There is always time for a long talk and a long meal in Sicily, a civilized and sweet tradition.

Note: The symbol of the city of Catania sits in the center of the Piazza Duomo. It is the Fontana dell’Elefante, an ancient lavic stone elephant. Legend has it that the original elephant was neuter, which the men of Catania took as an insult to their virility. To appease them, the artist appropriately appended elephantine testicles to the original statue.

8 Responses to “To talk; to articulate”

  1. runningfam June 22, 2012 at 12:02 pm #

    I’ve been fascinated by the differences of how we raise our children in the U S vs Europe and found it interesting about kids never interrupting adults and respect. Here kids seem to rule. Hard to walk the line of wanting that but living in the wrong country and no good example of how to do it – plus I’m a softy right now. There’s a book that was popular called bringing up bebe. Re: French families & badically ignoring your kids to teach resoect and self re-liance..but I think it’s the same throughout Europe. Can you tell where I am in life or what?!

    • Jill June 22, 2012 at 12:29 pm #

      I just read that there is a new study showing Italian fathers only spend 45 minutes per day in child care. Yet it seems like I see Daddies holding and kissing babies everywhere. There is a lot of public demonstration of affection here. On the other hand, I see a lot of Dads riding with the kids on their scooters and motorcycles which makes me very nervous. I saw one the other day where the baby (2 to 3) was standing up in front of Dad. Yikes!

      I hear you when you say how difficult it is to go against the culture in which you live for child raising. I think this becomes even more pronounced when kids go to school. One of the things that families do here is eat together and spend time with the family at meals. Also slathering your kids with kisses and hugs no matter how old they are seems healthy. These seem like doable differences to maintain in American culture.

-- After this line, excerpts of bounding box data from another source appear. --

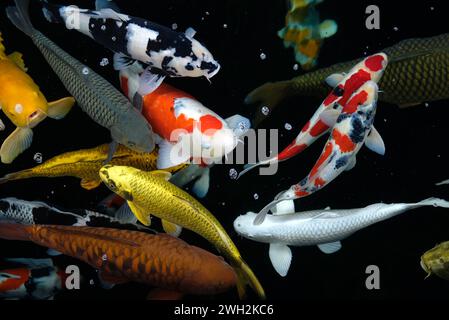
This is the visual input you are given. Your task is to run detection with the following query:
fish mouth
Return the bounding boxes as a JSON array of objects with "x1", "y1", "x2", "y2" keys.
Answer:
[{"x1": 28, "y1": 111, "x2": 39, "y2": 120}]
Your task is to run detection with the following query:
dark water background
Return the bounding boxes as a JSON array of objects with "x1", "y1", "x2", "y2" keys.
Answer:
[{"x1": 0, "y1": 0, "x2": 449, "y2": 300}]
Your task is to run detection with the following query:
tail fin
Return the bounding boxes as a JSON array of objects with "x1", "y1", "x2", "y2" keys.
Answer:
[
  {"x1": 233, "y1": 260, "x2": 266, "y2": 300},
  {"x1": 0, "y1": 169, "x2": 33, "y2": 184},
  {"x1": 41, "y1": 0, "x2": 64, "y2": 23},
  {"x1": 0, "y1": 32, "x2": 6, "y2": 59},
  {"x1": 245, "y1": 81, "x2": 292, "y2": 127},
  {"x1": 6, "y1": 0, "x2": 36, "y2": 37},
  {"x1": 0, "y1": 223, "x2": 30, "y2": 241},
  {"x1": 417, "y1": 198, "x2": 449, "y2": 208},
  {"x1": 435, "y1": 179, "x2": 449, "y2": 186}
]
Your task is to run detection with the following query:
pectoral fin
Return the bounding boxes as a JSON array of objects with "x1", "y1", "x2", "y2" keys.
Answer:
[
  {"x1": 271, "y1": 200, "x2": 295, "y2": 215},
  {"x1": 269, "y1": 243, "x2": 292, "y2": 277},
  {"x1": 192, "y1": 168, "x2": 210, "y2": 199},
  {"x1": 127, "y1": 201, "x2": 151, "y2": 227},
  {"x1": 150, "y1": 170, "x2": 171, "y2": 181},
  {"x1": 326, "y1": 73, "x2": 345, "y2": 88},
  {"x1": 162, "y1": 220, "x2": 182, "y2": 238},
  {"x1": 318, "y1": 241, "x2": 341, "y2": 254},
  {"x1": 0, "y1": 128, "x2": 33, "y2": 164},
  {"x1": 157, "y1": 140, "x2": 190, "y2": 169},
  {"x1": 320, "y1": 109, "x2": 340, "y2": 128},
  {"x1": 115, "y1": 203, "x2": 137, "y2": 223},
  {"x1": 81, "y1": 179, "x2": 101, "y2": 190},
  {"x1": 345, "y1": 156, "x2": 357, "y2": 171},
  {"x1": 8, "y1": 52, "x2": 28, "y2": 72},
  {"x1": 365, "y1": 127, "x2": 385, "y2": 156},
  {"x1": 47, "y1": 97, "x2": 75, "y2": 120}
]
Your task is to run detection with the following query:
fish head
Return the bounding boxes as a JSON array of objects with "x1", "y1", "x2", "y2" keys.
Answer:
[
  {"x1": 181, "y1": 246, "x2": 237, "y2": 294},
  {"x1": 111, "y1": 109, "x2": 155, "y2": 153},
  {"x1": 420, "y1": 242, "x2": 449, "y2": 279},
  {"x1": 179, "y1": 39, "x2": 221, "y2": 79},
  {"x1": 100, "y1": 165, "x2": 138, "y2": 201},
  {"x1": 0, "y1": 268, "x2": 30, "y2": 296},
  {"x1": 234, "y1": 211, "x2": 262, "y2": 240},
  {"x1": 347, "y1": 52, "x2": 388, "y2": 84},
  {"x1": 1, "y1": 89, "x2": 48, "y2": 129}
]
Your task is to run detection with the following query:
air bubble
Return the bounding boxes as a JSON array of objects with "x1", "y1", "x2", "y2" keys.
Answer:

      In another culture we visited Roratonga in the Cook Islands, all adults and older children watched out for the younger children in the community. It was an accepted practice. We were amazed one Sunday when we saw three teen-aged boys pick up and cuddle a baby who was just wandering from pew to pew in church. Didn’t matter who she belonged to.

      I don’t know what to say about Europe and France in particular. Charlotte would have a much better take on that being a French “child” and a mother in America. It does seem Europeans have a different technique.

  2. ohmypepper June 19, 2012 at 5:26 pm #

    Am I the only one who is waiting for a photo of the statue with the elephantine testicles???

    • Jill June 19, 2012 at 5:52 pm #

      We tried but they wouldn’t fit in the panoramic format.

  3. Maryl June 19, 2012 at 2:32 pm #

    Nice to see that there are places in the world where people actually communicate by talking and gesticulating rather than just texting. However, thankfully, when communication is not available side-by-side on a church step, there is the internet and blogs to stay in touch.

    • Jill June 19, 2012 at 2:56 pm #

      We had a really interesting conversation with Gigliola Nocera, our landlady and her sister, Donatella. Gigliola asked us about people moving in the US and how they kept friends and family close. Her family has lived here, here in Siracusa for 400 years. For these two sisters they can’t imagine living away from all of the human relationships that tether them here.They live in the house their father built and next door to the house where they were children. In the 20s and 30s in Sicily people had to leave to survive and many went to the U.S. Today young people leave for a better education and more opportunities. The men sitting on the bench probably grew up together. Years in the future I wonder if the next generation will still be there.

  4. Ursula Freer June 19, 2012 at 4:52 am #

    I am getting the distinct feeling that youmay be spending the rest of your trip in Sicily!

    • Jill June 19, 2012 at 5:40 am #

      We do like Sicily and are really looking forward to the next three countries, then coming home to Santa Fe. I hope I can remember and practice what I am learning on this trip. Living in other cultures changes you. You see other ways to live. Above all, this is why I love to travel.